GlobalArrays / ga4py

Global Arrays Python bindings and distributed NumPy module GAiN
8 stars 0 forks source link

Limit on number of global arrays that can be created #3

Open cjroberts opened 5 years ago

cjroberts commented 5 years ago

Hello, we would like to use ga4py for parallelising the cf-python library for analysis of gescientific data (https://cfpython.bitbucket.io/). Empirically, we found that there is a hard limit on the number of global arrays that can be created of 32768. For some of our use cases we would like to create in the order of millions of arrays simultaneously. Please could you tell us why this limit exists and if it would be possible to overcome it?

bjpalmer commented 5 years ago

Charles,

GA maintains an internal list of statically allocated array descriptors that are used to store meta-data on global arrays. This array is replicated on every MPI process so 32768 was chosen as a compromise value. We thought this would be big enough to cover most use cases but not so large that it would take up a significant fraction of available memory. If you want to increase the number of allowable GAs, you can do this fairly easily by setting the MAX_ARRAYS value in global/src/gaconfig.h to whatever value you like.

cjroberts commented 5 years ago

Thank you for your quick reply.

Is there a way to estimate how much memory the internal list will require given the MAX_ARRAYS value?

bjpalmer commented 5 years ago

For global arrays configure with --enable-i8 the size of the array descriptor is around 820 bytes (it should be smaller than this for --enable-i4). The total memory for the internal list will therefore be around 820MAX_ARRAYS bytes. You can get a more accurate value by adding a statement that prints out the value of MAX_ARRAYSsizeof(global_array_t) in the pnga_initialize function in global/src/base.c if you need a precise number.

bjpalmer commented 5 years ago

Sorry, the previous statement is a bit garbled (apparently an asterisk is interpreted as a formatting character). The estimate is 820 times MAX_ARRAYS bytes.

cjroberts commented 5 years ago

Thank you, that makes sense. We might be able to improve our memory management strategy as well, but would like to support users in increasing the maximum number of arrays as this might be acceptable on some high memory nodes. Could I also ask if it is possible to access the value of MAX_ARRAYS from the Python layer, so that if a user has changed it this can be detected automatically and we can keep track of when the number of arrays created gets too large?

bjpalmer commented 5 years ago

At the moment there is no way to do this, although I suppose it could be added.

cjroberts commented 5 years ago

Please would it be possible to add this to your list of feature requests?
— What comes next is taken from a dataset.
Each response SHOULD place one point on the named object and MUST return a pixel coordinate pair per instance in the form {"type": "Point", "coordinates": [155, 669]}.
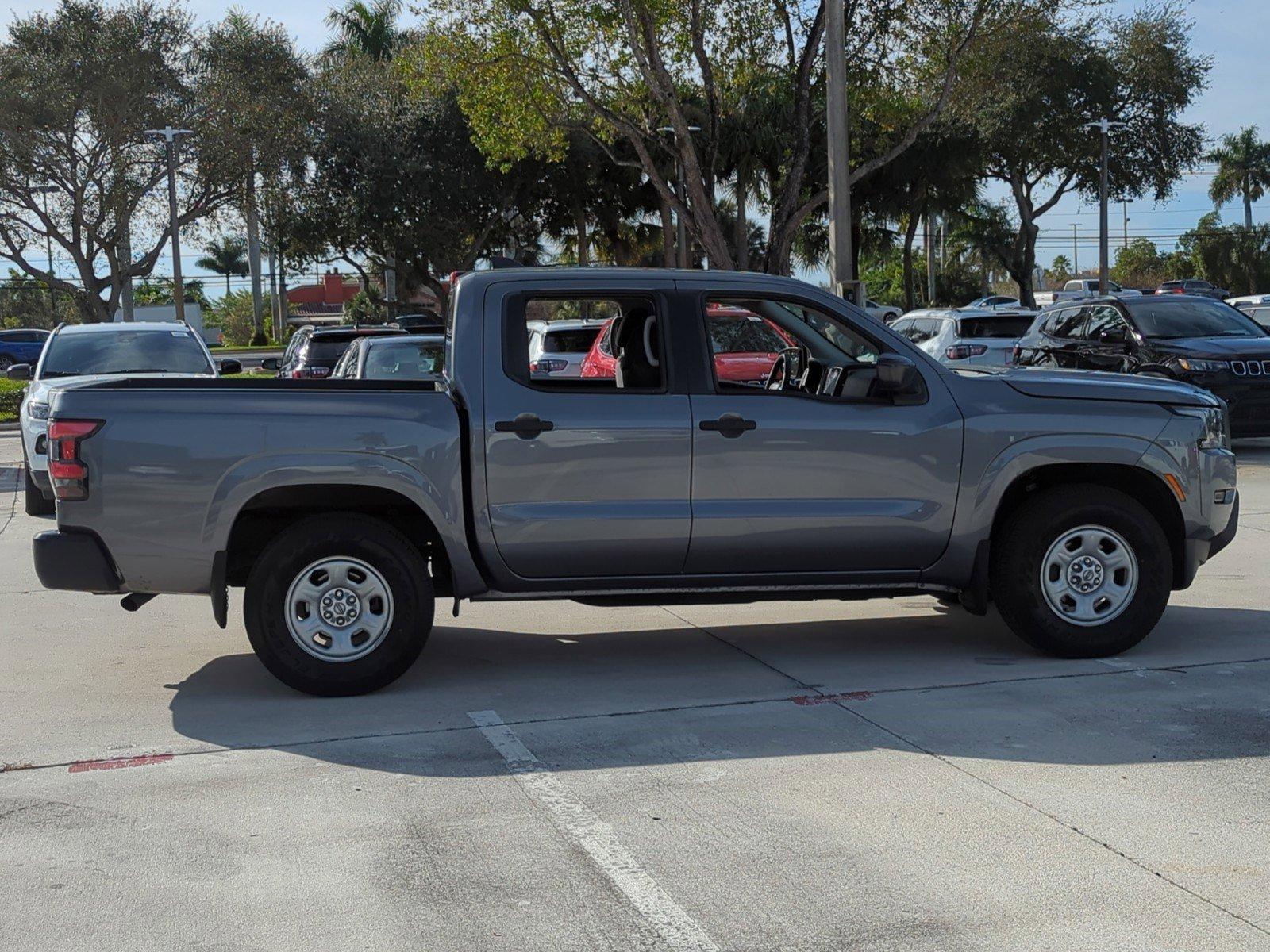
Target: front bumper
{"type": "Point", "coordinates": [74, 562]}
bjpalmer commented 5 years ago

So you are looking for a function that is roughly

int GA_Max_allowable_global_arrays()?

cjroberts commented 5 years ago

Yes, that's right. That we can access from ga4py.

cjroberts commented 5 years ago

Hello, we just wanted to let you know that we are pursuing another approach at the moment of using just one massive, 1D, 8 bit integer global array to store large amounts of smaller arrays of different shapes and data types. So, we might not need this function after all, although we are not sure yet which approach we will ultimately take. Thank you for your time and the information on how global arrays works.